Eucommia | ||||||||||
Classification
Taxonomy
The genus Evcommia is a member of the monotypic family Eucommiaceae of the order Garryales .
| Harry family (according to APG III System) | ||||||||||||
| harry-colored | ||||||||||||
| the only modern look Eucommia | ||||||||||||
| Department of Flowering, or Angiosperms | monotypic family Evcommium | kind Eucommia | ||||||||||
| 44 more orders of flowering plants (according to the APG III System) | ||||||||||||
Modern and extinct species
In the modern era, this genus is monotypic, its only surviving representative is the Eucommia vulgaris , or Eucommia ilmidae ( lat. Eucommia ulmoides ), grown in China and cultivated in almost all countries of the Northern Hemisphere with a mild subtropical and moderately warm climate .

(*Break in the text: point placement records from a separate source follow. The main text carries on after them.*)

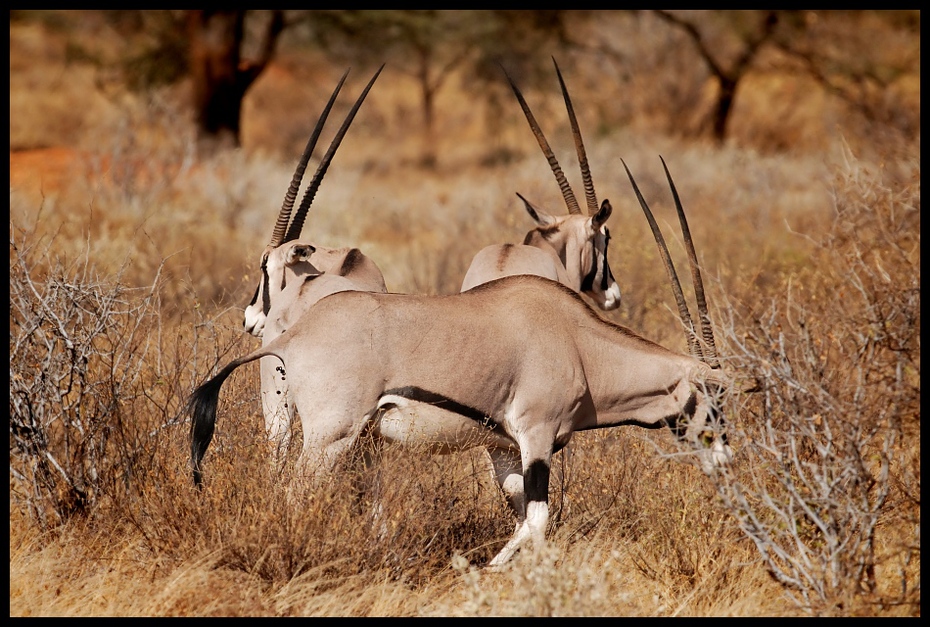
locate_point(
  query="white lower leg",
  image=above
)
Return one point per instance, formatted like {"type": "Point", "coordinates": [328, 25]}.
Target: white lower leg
{"type": "Point", "coordinates": [533, 529]}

Several other types of eucommia are described by fossils:
- † Eucommia constans
- † Eucommia eocenica
- † Eucommia jeffersonensis
- † Eucommia montana - Eucommia Mountain
- † Eucommia rolandii
Notes
- ↑ For the conventionality of specifying the class of dicotyledons as a superior taxon for the plant group described in this article, see the APG Systems section of the Dicotyledonous article .
- ↑ Blinova K.F. et al. Botanical-Pharmacognostic Dictionary: Ref. allowance / Ed. K.F. Blinova, G.P. Yakovleva. - M .: Higher. school, 1990. - S. 195. - ISBN 5-06-000085-0 .

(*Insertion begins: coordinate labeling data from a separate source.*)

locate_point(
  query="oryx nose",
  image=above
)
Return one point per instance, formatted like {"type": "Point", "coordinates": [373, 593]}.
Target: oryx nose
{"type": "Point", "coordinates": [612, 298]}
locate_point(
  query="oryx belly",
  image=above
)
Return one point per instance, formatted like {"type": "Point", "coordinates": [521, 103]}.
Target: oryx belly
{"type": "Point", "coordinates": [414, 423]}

- ↑ 1 2 Blinova K.F. et al. Botanical-Pharmacognostic Dictionary: Ref. allowance / Ed. K.F. Blinova, G.P. Yakovleva. - M .: Higher. school, 1990. - S. 262. - ISBN 5-06-000085-0 .
Literature
- Zhilin S.G. Family of eucommia (Eucommiaceae) // Plant Life: 6 vol. T. 5. Part 1. Flowering plants / ed. A. L. Takhtadzhyana . - M.: Education, 1980. - S. 254—259.
- Family 20. Eucommia - Eucommiaceae // Trees and shrubs of the USSR. Wild, cultivated and promising for introduction. / Ed. volumes S. Ya. Sokolov . - M. - L .: Publishing House of the Academy of Sciences of the USSR , 1954. - T. III. Angiosperms. Trochodendron families - Rosaceae. - S. 14-19. - 872 s. - 3000 copies.
- Muravyova D.A. Pharmacognosy: - M .; Medicine, 1978, 656 p., With silt.